The main problem with most savings products is that they either offer very little in the way of earning interest, or are highly restrictive when it comes to making deposits or withdrawing your money. I’m not even sure if I should address the drawbacks of having cash stashed around your house or under your grass, although I do have a great anecdote about a great uncle of mine who thought that there was a “wealth” of knowledge in his extensive library of electronics textbooks. Little did we know that he meant “wealth” in the literal sense of the word. We removed over $25,000 from his home in the weeks after he passed away after we found the first envelope of cash in one of those darn textbooks!
So, what do you do with that little nest egg that you have so diligently saved up?
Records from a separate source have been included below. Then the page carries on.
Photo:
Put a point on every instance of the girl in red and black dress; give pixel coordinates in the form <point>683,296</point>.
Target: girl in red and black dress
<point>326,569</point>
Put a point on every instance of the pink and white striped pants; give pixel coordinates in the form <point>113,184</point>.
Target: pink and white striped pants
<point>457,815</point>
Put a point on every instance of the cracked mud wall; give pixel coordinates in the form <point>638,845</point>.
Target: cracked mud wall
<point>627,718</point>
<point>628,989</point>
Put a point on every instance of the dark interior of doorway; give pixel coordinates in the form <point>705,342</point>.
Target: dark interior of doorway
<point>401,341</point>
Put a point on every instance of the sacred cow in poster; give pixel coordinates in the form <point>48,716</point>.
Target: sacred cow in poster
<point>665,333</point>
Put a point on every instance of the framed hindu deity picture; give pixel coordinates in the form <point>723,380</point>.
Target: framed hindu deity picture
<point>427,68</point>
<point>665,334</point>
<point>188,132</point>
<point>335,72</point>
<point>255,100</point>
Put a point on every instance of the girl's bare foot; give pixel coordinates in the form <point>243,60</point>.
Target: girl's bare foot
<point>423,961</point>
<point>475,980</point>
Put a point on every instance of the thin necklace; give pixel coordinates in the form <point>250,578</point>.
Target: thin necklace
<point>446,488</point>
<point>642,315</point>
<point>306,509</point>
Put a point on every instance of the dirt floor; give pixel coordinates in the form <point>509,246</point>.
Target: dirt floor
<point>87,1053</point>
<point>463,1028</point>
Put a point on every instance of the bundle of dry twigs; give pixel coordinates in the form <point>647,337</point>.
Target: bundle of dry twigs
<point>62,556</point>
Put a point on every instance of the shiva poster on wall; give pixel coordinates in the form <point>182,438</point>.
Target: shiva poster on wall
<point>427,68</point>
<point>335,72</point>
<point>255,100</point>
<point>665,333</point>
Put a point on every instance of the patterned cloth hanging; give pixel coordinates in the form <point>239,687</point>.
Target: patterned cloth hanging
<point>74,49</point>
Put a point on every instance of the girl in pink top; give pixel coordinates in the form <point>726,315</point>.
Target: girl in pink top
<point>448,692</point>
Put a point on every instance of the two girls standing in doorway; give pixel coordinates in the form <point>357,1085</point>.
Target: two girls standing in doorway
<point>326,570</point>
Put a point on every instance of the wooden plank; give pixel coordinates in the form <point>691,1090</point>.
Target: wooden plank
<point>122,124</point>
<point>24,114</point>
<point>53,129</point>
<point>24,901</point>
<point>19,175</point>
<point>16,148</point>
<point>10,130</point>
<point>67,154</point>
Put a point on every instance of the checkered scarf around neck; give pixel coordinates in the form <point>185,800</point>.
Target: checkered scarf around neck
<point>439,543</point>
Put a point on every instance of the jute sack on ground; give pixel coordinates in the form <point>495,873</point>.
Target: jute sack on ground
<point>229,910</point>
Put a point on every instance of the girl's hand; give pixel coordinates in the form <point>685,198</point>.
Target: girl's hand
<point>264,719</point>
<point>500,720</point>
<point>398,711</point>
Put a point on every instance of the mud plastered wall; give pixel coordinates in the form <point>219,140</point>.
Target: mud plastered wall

Depends on what type of risk you are willing to make with your money. Simply put, the higher the potential return, the more risk you have to take on with your initial investment. The good news is that there are several options for saving your money that will earn you a better return than a regular interest bearing savings account minus the risk of losing it all.
Online Savings Accounts
With online savings accounts, not only does your money remain easily accessible, but it earns a higher interest rate than traditional savings accounts. For instance, let’s say your brick and mortar bank offers a savings account with 1% interest. A comparable high interest online savings account, say with Ally Bank, will net you a higher yield and a decent increase in potential earnings. This is due to the lower costs you’ll find associated with many online banks. Your money is also insured against loss by the FDIC. What more could you ask for?
Certificates of Deposit
CDs or time deposits have been around for a long, long time and offer customers the ability to save money at a much higher rate than any savings account product. The major drawbacks to CDs is that most have a minimum balance criteria that has to be met before it can be opened and withdrawing your money before the maturity date will result in hefty penalties. Everbank’s online bank has many great CD options.
Government Issued Bonds
Bonds have also been around for nearly forever and offer you a safe place to put your money. You can invest in either short term bonds, long term bonds, or both. The biggest benefit to buying short term bonds is that, like online accounts, the interest rate is around 5%. Longer term bonds have better interest rates, but keep your money tied up for a significant amount of time (10 years or more) before you can reap the benefits. They are also guaranteed against loss.
Money Market Mutual Funds
For those of you who, like me, are a little behind the times when talking about investing, a money market mutual fund may not seem like the best idea. But here’s why this one might be the best choice of all, for your cash investments. While a money market mutual fund is a type of mutual fund, it’s still one of the safest investments you can make as they are considered “cash” accounts. Money market mutual funds differ from regular mutual funds in that they are invested in relatively more conservative instruments and are considered quite stable. The money you invest will remain fairly liquid, making withdrawals fairly easy (at least easier than long term bonds and CDs).
Saving money is one of the most important things you can do to secure your financial future. Deciding where to put your money is another. Evaluate your needs and determine which option is right for you. In many cases, it makes a lot of sense to spread your savings around among options that keep your money readily available and among those that prevent you from making early withdrawals.